Association loi 1901, créée en 2009 (contact@noulekapab.com)

Incendie du Maïdo : le pire aurait il pu être évité ?

maido-copie-1.jpg22 ans après le terrible incendie qui a ravagé 3 500 hectares de forêt au Maïdo, c’est une nouvelle fois le feu qui détruit actuellement des centaines d’hectares de notre patrimoine mondial de l’humanité au même endroit qu’en 1988.

 

 

Après 1988, des efforts ont été fait pour construire des réserves d’eau dans le massif. Une retenue collinaire et trois citernes ont donc été construites. La retenue collinaire du gîte des tamarins est elle totalement vide en attendant des travaux qui n’ont toujours pas débuté. Des efforts pour le moins insuffisant tant les retenues d’eau se trouvent éloignées des foyers d’incendie actuels.

 

Comme ces incendies n’ont lieu qu’en moyenne tous les 20 ans, les pouvoirs publics ont préféré ne pas investir dans des moyens suffisants et efficaces contre les feux de forêt dans notre île et font appel, comme actuellement, aux renforts nationaux en cas de gros incendie.

Les agents de l’ONF sont pourtant unanimes «le type de végétation que l’on connait à la Réunion n’est pas comparable à celui de la côte méditerranéenne » et même un Canadair serait inadapté à nos zones accidentées et à nos faibles retenues d’eau.

 

Au même moment et à titre d’exemple, on constate le réveil du Piton de la Fournaise, où grâce au plan d’alerte et de surveillance adapté du volcan, le pire a pu être évité et a permis l’évacuation des randonneurs quelques heures avant l’éruption.

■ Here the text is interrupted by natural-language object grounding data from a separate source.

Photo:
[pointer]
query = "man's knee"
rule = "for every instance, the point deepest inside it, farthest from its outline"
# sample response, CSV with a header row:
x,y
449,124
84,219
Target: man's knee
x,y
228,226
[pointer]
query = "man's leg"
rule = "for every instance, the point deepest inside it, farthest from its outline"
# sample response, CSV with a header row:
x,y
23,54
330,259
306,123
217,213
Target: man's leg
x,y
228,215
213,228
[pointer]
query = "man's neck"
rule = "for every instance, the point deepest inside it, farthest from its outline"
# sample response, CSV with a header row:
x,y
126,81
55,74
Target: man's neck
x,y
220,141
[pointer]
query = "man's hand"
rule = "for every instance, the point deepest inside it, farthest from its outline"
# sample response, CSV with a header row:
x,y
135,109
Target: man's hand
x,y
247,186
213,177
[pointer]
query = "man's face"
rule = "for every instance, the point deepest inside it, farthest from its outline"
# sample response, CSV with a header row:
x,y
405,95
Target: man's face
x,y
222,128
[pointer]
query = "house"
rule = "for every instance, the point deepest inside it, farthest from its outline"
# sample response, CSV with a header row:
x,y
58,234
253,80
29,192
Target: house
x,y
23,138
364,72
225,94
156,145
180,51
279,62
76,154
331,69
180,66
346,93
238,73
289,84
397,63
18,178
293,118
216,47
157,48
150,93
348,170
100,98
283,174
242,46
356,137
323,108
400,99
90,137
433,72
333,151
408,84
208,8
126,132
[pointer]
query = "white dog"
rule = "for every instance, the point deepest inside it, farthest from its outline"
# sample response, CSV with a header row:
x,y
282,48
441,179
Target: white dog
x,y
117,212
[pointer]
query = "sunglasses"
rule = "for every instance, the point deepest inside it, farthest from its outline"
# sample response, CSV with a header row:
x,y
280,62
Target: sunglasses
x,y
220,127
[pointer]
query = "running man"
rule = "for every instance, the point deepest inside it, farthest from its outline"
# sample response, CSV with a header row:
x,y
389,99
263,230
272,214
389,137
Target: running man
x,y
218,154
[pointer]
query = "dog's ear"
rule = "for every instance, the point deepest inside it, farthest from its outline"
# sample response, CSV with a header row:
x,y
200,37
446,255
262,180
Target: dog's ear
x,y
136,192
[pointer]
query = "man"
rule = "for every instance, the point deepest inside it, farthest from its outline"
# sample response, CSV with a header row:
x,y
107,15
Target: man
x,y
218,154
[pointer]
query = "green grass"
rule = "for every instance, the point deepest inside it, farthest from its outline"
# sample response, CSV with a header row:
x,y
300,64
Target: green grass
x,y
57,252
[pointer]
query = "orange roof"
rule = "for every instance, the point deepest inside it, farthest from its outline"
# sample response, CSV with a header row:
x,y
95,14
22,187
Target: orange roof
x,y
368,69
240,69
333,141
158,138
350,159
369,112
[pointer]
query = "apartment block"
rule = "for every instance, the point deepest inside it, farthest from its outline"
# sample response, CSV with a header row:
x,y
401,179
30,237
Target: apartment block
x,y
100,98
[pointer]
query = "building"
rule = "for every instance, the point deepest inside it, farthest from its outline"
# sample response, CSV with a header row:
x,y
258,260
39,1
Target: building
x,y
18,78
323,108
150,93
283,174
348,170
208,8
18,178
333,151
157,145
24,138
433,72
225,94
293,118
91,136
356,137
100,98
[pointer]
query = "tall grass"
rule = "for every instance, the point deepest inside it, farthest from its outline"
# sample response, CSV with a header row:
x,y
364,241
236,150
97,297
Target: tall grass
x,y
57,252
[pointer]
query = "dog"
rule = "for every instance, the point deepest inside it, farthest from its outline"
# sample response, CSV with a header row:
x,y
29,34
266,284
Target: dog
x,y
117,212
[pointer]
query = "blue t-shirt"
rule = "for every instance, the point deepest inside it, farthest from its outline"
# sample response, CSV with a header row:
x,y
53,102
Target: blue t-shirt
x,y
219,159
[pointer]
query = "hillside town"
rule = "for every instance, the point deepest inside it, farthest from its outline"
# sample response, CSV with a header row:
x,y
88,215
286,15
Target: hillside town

Comme pour les cyclones, la houle, les fortes pluies ou l’éruption du volcan, quand les Réunionnais ont pris leur responsabilité et ont imaginé un plan d’alerte et d’action adapté a ces phénomènes cela a permis d’éviter le pire à La Réunion.

 

Face à ce constat, on voit aujourd’hui notre incapacité à faire face aux gros incendies de forêt dans notre département et c’est  totalement impuissant que l’on regarde tous les jours notre parc national des hauts, classé au patrimoine mondial de l’UNESCO, partir en fumée.

 

Contrairement à 1988, espérons que les autorités vont à la suite de cette catastrophe mettre en place un plan d’alerte, de prévention et de lutte contre les incendies de forêt adapté, entre autre, à nos pitons, cirques et remparts.